I am reading an article in Newsweek about "Ceasefire," a program that has been successful in some cities to stop gang violence:
http://www.thedailybeast.com/newsweek/2011/09/25/god-it-s-got-to-stop.html

It's a way of getting gang members together with citizens and rival gangs, to develop some empathy--feeling for others--and a sense of responsibility. You are hurting innocent people who don't deserve this pain. You do this again, and you are going straight to jail.

Of course it has to be done consistently. If you let it drop, the violence comes back.

I think this might help in Laredo and its sister city across the border, Nueva Laredo.

My own belief is that not all gang members and drug cartel members are bad. I think they get caught up in a cycle of violence and give in to peer pressure. Violence begets violence, drug profits are high, the drug gangs fight for distribution channels, and the massive hunger for drugs keeps increasing in the dysfunctional USA.

I think we should legalize drugs, to reduce the profit and the violence, turn our resources to drug treatment and education, and institute programs like Ceasefire.

Certainly, something has to be done. (See the previous post, below.)

-- Roger

Copyright © 2011, Roger R. Angle

TWO WOMEN KIDNAPPED BY POLICE

Last night, on the History Channel, I saw an episode of "Gangland" that made my blood boil.

Two young women (one was 27 and very beautiful) from Laredo, Texas, went to a concert across the border in Nueva Laredo and didn't come back.

(People in their family had been going back and forth across the border for more than a generation, with no problems.)

One woman's stepfather went across the border looking for them and found their car in an impound lot owned by a federal judge.

The stepfather asked the local police to help find them. But the police were no help. He kept asking on the streets and found someone who said the two women were pulled over by the police, who gave them as a gift to the Zetas, a drug gang that rules Nueva Laredo.

The stepfather put flyers all over Nueva Laredo and called "America's Most Wanted," the TV show. They aired a segment, and 30 minutes later a DEA agent called their house to say that a hit squad was on its way from Mexico to kill the whole family.

The police and DEA stopped the hit squad, but now the family lives in fear.

Wait a minute, this family has been wronged. Where is justice? What about decency? The Zetas want to kill them for being decent? For doing what is right?

Are these Zetas animals? Have they no decency? No shame? I thought they were supposed to be decent people who cared for ordinary people and didn't abuse "civilians."

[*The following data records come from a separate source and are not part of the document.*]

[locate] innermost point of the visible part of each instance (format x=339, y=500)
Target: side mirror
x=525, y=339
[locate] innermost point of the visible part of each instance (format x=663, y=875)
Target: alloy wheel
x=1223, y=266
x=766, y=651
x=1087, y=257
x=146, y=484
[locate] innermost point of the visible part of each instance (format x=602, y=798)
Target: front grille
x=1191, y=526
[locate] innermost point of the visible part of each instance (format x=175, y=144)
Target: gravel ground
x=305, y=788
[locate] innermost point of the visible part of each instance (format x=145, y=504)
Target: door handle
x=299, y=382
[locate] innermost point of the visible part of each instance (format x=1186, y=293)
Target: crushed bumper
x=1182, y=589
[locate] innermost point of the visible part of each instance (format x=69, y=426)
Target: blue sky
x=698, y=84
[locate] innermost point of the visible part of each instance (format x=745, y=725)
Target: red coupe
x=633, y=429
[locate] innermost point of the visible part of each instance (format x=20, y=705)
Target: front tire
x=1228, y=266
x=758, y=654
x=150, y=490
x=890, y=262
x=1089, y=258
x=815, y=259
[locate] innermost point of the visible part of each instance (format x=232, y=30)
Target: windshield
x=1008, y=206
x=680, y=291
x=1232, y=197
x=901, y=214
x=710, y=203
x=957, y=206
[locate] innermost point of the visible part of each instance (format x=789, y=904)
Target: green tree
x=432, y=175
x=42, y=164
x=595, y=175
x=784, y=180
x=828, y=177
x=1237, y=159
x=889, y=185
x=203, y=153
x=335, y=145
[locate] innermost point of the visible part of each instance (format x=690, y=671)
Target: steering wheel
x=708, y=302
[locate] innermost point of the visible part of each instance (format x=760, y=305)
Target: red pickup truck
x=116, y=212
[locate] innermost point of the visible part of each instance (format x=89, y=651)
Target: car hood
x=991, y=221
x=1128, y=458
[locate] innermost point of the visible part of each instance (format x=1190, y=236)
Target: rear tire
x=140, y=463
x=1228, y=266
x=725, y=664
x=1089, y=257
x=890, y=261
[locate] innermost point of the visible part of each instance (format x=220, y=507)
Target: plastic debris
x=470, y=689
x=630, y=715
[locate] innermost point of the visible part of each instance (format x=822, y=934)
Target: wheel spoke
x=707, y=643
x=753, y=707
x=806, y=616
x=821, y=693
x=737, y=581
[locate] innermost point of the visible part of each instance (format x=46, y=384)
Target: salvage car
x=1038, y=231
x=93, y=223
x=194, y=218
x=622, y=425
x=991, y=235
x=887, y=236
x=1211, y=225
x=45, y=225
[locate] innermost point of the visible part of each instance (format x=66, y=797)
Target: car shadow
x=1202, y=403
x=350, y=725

I would like to appeal to their sense of decency. What if this happened in your family? Please, Zetas, tell us, what happened to those two women?

Do we in the USA have to live in fear of these gangs? Is this Somalia?

Where are the Navy SEALs when we need them? Makes you want to send in the Marines, doesn't it?

What an outrage.

And we, the most powerful nation on earth, supposedly, sit by and do nothing.

(Of course, with the government cutbacks, the DEA, the local police and the Border Patrol do not have the manpower they need to stop this kind of thing. This is the world the Tea Party wants to bring us. That would be a shame.)

My advice: Don't let your daughters go to Mexico by themselves.